P.S. Just to add one last-minute development. In a recent interview, French Economy Minister Christine Lagarde said that euro zone policymakers deliberately chose to “violate” the bloc’s rules in rescuing Greece and Ireland. The Greek and Irish bailouts and the creation of a temporary European rescue fund had been “major transgressions” of the treaty, according to Lagarde. “We violated all the rules because we wanted to close ranks and really rescue the euro zone,” Lagarde was quoted as saying.

Nice, this is just what German politicians needed, weeks from the moment that Karlsruhe-judges convene to look at the complaints.

Thoughts on the Outcome

My friend “HB” who lives in Europe offers these thoughts on the lawsuits:

The most likely outcome is a compromise. The court will probably not stop the bailouts, but may well proscribe the government’s freedom of action with regards to what it may contract for and what it may not contract for from here on out.

I expect some admonishment that the government must not overstep constitutional bounds.

The EU is not allowed to become a ‘transfer union’. Karlsruhe has already given Gauweiler a partial victory in his suit against the Lisbon treaty by opining that no parts of the treaty may conflict with the constitutions of the federal states (‘Länder’) or that of the Republic.

We don’t want no transfer union

Rounding out the discussion at long last, please consider The Economist article We don’t want no transfer union

Although the IMF and European Union are acting as co-rescuers of Ireland and Greece, Germans see themselves as rescuers-in-chief—and they resent it. “Will we finally have to pay for all of Europe?” asked Bild, a tabloid.

German behaviour is guided by more than petty politics.
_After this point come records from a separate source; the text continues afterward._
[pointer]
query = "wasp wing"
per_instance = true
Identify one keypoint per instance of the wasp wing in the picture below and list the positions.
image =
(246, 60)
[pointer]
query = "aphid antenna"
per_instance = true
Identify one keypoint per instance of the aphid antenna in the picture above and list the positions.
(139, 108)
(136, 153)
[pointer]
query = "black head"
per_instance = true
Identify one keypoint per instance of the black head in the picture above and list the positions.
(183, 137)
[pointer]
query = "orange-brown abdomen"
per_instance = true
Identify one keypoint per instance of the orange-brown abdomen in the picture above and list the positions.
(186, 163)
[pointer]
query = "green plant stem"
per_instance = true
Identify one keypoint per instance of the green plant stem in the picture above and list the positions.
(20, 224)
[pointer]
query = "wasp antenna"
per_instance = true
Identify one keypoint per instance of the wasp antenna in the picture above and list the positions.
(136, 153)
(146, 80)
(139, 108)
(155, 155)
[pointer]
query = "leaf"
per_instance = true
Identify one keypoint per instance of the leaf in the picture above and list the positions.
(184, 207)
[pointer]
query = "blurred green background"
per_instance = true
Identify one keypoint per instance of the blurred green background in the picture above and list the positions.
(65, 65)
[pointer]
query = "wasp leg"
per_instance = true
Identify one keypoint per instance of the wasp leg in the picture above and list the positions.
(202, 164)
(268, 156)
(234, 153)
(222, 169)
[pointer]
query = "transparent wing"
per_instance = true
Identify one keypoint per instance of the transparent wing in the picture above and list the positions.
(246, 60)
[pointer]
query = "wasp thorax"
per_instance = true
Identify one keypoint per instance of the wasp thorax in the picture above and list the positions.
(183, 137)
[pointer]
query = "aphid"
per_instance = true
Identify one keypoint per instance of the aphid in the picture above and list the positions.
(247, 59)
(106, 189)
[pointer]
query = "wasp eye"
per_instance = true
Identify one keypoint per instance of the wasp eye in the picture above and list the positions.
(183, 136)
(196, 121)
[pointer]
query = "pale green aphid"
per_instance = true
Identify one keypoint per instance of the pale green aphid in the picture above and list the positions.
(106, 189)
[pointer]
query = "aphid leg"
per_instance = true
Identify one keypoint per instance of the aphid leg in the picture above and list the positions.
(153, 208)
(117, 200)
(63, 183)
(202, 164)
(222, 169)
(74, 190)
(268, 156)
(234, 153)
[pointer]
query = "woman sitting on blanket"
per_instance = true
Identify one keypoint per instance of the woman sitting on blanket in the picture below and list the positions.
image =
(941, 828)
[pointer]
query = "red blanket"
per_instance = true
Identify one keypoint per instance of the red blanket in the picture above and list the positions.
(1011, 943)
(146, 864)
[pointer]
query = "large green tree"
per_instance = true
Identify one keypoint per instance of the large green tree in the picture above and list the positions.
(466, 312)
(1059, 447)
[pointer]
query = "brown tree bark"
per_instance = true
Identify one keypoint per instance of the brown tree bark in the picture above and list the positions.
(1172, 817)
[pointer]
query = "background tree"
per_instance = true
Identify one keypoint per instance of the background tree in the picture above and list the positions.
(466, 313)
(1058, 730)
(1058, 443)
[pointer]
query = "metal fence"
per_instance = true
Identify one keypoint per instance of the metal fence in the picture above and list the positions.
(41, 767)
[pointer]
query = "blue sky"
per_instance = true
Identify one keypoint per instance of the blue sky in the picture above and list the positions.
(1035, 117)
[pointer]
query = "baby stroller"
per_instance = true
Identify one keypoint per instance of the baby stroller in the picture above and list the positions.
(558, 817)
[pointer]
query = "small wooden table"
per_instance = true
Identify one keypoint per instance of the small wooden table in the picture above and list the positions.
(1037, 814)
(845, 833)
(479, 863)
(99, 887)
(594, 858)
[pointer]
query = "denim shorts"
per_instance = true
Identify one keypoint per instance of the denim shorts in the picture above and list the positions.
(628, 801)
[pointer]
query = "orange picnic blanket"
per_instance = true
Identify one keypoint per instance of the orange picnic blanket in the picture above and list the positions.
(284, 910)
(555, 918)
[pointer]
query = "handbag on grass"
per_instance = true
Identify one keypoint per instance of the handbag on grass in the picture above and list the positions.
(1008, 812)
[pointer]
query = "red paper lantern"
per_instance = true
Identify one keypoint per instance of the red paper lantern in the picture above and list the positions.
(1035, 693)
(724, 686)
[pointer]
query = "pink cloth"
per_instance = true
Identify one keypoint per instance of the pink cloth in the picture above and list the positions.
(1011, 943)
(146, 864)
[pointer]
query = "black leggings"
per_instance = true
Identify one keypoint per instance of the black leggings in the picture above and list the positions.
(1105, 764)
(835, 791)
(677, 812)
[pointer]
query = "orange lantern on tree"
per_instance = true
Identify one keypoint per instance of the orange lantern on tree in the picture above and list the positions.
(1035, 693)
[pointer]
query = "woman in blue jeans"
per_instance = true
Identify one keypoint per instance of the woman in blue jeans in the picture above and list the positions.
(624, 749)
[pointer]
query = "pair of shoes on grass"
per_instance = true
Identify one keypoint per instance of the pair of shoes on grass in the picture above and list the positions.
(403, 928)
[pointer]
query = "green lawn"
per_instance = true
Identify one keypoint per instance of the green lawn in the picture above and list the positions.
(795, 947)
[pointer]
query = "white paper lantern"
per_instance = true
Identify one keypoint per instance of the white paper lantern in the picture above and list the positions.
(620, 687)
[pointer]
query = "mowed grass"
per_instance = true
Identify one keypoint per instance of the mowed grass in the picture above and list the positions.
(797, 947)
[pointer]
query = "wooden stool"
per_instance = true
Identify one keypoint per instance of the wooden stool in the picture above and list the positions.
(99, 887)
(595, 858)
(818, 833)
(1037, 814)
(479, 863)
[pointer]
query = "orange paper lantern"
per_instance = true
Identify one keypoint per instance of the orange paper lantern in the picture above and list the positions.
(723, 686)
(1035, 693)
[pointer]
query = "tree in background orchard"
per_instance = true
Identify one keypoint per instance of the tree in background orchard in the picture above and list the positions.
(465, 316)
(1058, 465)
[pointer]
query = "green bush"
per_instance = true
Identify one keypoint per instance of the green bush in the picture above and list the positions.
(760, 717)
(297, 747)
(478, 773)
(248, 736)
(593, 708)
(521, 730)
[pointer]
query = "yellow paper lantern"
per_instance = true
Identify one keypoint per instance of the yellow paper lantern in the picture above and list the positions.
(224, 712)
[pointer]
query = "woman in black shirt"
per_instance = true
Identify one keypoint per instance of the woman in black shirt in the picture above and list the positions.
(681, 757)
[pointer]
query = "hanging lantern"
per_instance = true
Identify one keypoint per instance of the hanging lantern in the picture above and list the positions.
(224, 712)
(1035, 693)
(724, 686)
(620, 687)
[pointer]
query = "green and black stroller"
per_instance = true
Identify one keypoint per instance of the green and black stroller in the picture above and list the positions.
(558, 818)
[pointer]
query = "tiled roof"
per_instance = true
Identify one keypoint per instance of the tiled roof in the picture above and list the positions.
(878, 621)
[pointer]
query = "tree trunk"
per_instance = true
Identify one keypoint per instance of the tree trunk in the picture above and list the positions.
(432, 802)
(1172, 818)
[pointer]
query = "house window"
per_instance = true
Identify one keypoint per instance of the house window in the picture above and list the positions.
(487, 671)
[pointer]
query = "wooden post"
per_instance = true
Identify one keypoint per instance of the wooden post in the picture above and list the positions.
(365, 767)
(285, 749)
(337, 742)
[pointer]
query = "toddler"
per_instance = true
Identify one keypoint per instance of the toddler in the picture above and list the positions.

In adopting the euro the Germans thought they were joining a condominium, in which every member would keep order on their own property, and not a messy commune. Now the crisis threatens that understanding. The Greek bail-out and the €750 billion ($980 billion) war chest created in May to defend the euro look to many Germans like a violation of the “no-bail-out clause” in the Maastricht treaty that created the euro. The government insists it is not, because the aid is voluntary and temporary. The constitutional court is evaluating this claim. The proposed successor, a permanent facility plus procedures to impose losses on creditors of insolvent countries, needs a treaty revision to pass constitutional muster.

Assuming the “compromise” call comes in, another crisis is all but assured when Greece and Ireland default. That might take a while. In the meantime, eyes are on Spain and Portugal.

Italy is the unseen elephant, simmering in the background. Should a huge crisis erupt before the court makes a ruling, all bets could be off on what the court decides.